I'm sitting here at home (my real home in North Carolina) and I cannot help but be so homesick for the way things were. You know, those few years called college when I got to play adult for most of the year but then come home for summers and be with my family and my friends. Those years when I was thirty-five minutes down the road and if I ever just needed a hug from my dad or a face-to-face conversation with my mom, I could hop in the car and be there lickety-split.
I wouldn't consider myself a homebody, but I do know that I love my family...my crazy, broken, messed up family...more than anyone else in this world. And being five to six hours (sometimes more, thank you traffic) away from them is so hard.

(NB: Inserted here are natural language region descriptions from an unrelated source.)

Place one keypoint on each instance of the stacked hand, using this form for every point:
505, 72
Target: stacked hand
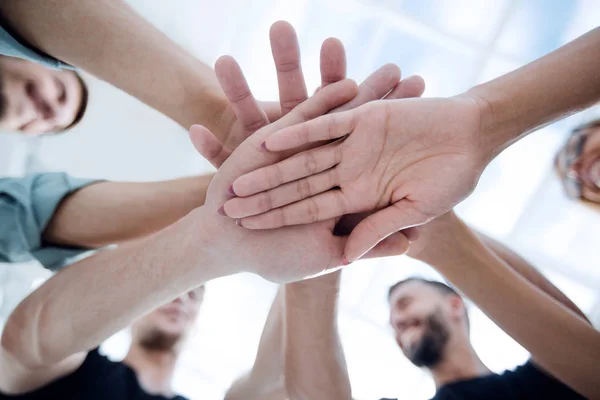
410, 160
296, 252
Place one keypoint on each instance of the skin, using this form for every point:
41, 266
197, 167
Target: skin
530, 303
418, 157
411, 305
199, 247
35, 99
586, 167
159, 338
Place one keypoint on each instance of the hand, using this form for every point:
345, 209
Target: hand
438, 238
410, 160
285, 254
244, 115
297, 252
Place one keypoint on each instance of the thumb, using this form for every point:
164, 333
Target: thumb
207, 144
377, 227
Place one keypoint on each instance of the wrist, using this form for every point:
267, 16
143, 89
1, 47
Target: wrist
210, 108
498, 115
197, 241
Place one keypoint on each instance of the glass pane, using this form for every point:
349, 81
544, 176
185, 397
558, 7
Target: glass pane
446, 71
472, 20
536, 28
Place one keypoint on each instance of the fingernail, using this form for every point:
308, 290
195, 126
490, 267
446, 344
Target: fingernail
230, 191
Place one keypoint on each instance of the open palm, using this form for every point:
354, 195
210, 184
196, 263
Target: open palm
411, 160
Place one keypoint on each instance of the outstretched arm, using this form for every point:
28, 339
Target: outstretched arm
418, 158
110, 212
266, 381
529, 272
315, 366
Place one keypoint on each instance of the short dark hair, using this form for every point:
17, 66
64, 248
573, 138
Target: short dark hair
595, 123
82, 105
441, 286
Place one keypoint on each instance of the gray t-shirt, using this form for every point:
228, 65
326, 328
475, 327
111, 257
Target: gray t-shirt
11, 46
26, 207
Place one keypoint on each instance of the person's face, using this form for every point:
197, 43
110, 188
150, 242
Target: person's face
34, 99
166, 326
421, 317
578, 165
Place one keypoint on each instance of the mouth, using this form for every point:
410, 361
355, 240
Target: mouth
410, 333
35, 97
593, 173
174, 312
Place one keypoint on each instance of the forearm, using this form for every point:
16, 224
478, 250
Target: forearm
85, 303
561, 83
111, 41
527, 271
111, 212
265, 380
558, 339
315, 367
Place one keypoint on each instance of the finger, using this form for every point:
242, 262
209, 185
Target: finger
301, 165
321, 103
208, 145
286, 53
413, 86
321, 207
394, 245
234, 84
327, 127
377, 85
380, 225
333, 62
289, 193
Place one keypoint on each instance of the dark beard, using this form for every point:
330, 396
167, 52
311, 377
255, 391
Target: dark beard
159, 341
429, 350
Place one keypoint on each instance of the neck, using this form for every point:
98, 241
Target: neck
459, 362
154, 368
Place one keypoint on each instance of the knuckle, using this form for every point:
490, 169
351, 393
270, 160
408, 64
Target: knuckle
312, 210
265, 202
274, 176
310, 163
341, 203
303, 188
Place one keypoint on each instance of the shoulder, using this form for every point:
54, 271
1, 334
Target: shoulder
12, 46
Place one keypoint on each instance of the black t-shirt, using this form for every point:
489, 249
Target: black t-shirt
526, 382
97, 378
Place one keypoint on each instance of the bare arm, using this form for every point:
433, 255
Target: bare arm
315, 366
111, 41
515, 304
265, 381
562, 83
528, 271
49, 333
109, 212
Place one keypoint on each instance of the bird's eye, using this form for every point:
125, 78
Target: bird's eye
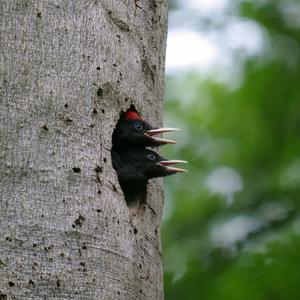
151, 156
138, 126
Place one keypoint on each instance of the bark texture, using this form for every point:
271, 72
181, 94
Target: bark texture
67, 68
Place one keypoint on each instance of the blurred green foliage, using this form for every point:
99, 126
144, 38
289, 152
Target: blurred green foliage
231, 228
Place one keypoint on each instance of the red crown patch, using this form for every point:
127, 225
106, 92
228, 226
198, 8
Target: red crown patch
132, 115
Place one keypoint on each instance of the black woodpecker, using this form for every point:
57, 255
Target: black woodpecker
133, 131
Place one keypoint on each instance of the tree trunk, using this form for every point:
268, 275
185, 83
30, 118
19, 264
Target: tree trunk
67, 69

Being at home makes these feelings stronger, of course, but right now there is a part of me wishing I had never left North Carolina. When I take a step back, I remember that I do love my life in D.C. And I am happy that, for all the pain and heartache the last year brought me, I am out in the world doing something different than what I ever saw for myself.
But Lord, tonight I have to ask, why couldn't the blessings have just stayed the same? Why didn't life stay as it was? Stay easy? Stay comfortable?
Oh. Maybe this is it. We talked at church a few weeks ago about how God is the gardener in our lives, and that He prunes the vine so that there may be new growth and new life. We also talked about how very painful that pruning can be; that it involves the Lord cutting very real things out of our lives, things that we might want to hold on to.
I think the Lord needed to get me out of my easy, comfortable life so that He could really do some work on me. He needed to strip me of everything familiar so that I was left with Him and Him alone to heal me, mold me, and change me.
I'll be honest...I'm still such a work in progress, and in this moment I just need to cry a little for what was.
I've been gone so long I can barely say
All I know is now I want to stay
Has it been too long since I went away?